Performance Co-Pilot (PCP) is a system performance monitoring toolkit. It follows the Unix design philosophy of multiple small, focussed components that work together:
-
pmcd: The Performance Metrics Collection Daemon collects performance metrics from different PMDAs
-
pmda: Each Performance Metrics Domain Agent gathers metrics from a specific domain, for example from the /proc filesystem, from the MySQL database server or from bcc tools
-
pmie: The Performance Metrics Inference Engine connects to pmcd and performs actions based on rules (for example “run this shell script if the load average of the last 5 minutes was above 2”)
-
pmlogger: connects to pmcd and creates archive logs of metric values
-
pmproxy: acts as a protocol proxy, provides a REST API and exports all metrics in the OpenMetrics format (in other words, you can scrape PCP metrics with Prometheus or OpenShift Monitoring)
For this post, we’ll focus on the different PMDAs.
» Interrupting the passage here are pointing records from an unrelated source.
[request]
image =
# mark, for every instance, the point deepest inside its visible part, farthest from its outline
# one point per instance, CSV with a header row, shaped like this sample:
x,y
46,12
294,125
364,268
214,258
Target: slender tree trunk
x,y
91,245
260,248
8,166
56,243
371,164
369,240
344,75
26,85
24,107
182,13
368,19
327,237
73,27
After all, we want to ingest eBPF metrics into our monitoring tool.
Let’s get started by installing PCP and reading our first metric:
$ sudo dnf install -y pcp-zeroconf $ pmval disk.dev.write_bytes metric: disk.dev.write_bytes host: agerstmayr-thinkpad semantics: cumulative counter (converting to rate) units: Kbyte (converting to Kbyte / sec) samples: all nvme0n1 sda 0.0 0.0 6219. 0.0 0.0 0.0 0.0 0.0 47.94 0.0 0.0 0.0
This output shows the amount of bytes written to each disk in KB/s in close to real time. This command reports the metric values every second, and can be stopped by pressing Ctrl + C. The same command can be used to access the metric values of a different machine or to access historical values of an archive created by pmlogger. Furthermore, the reporting interval can be adjusted and much more.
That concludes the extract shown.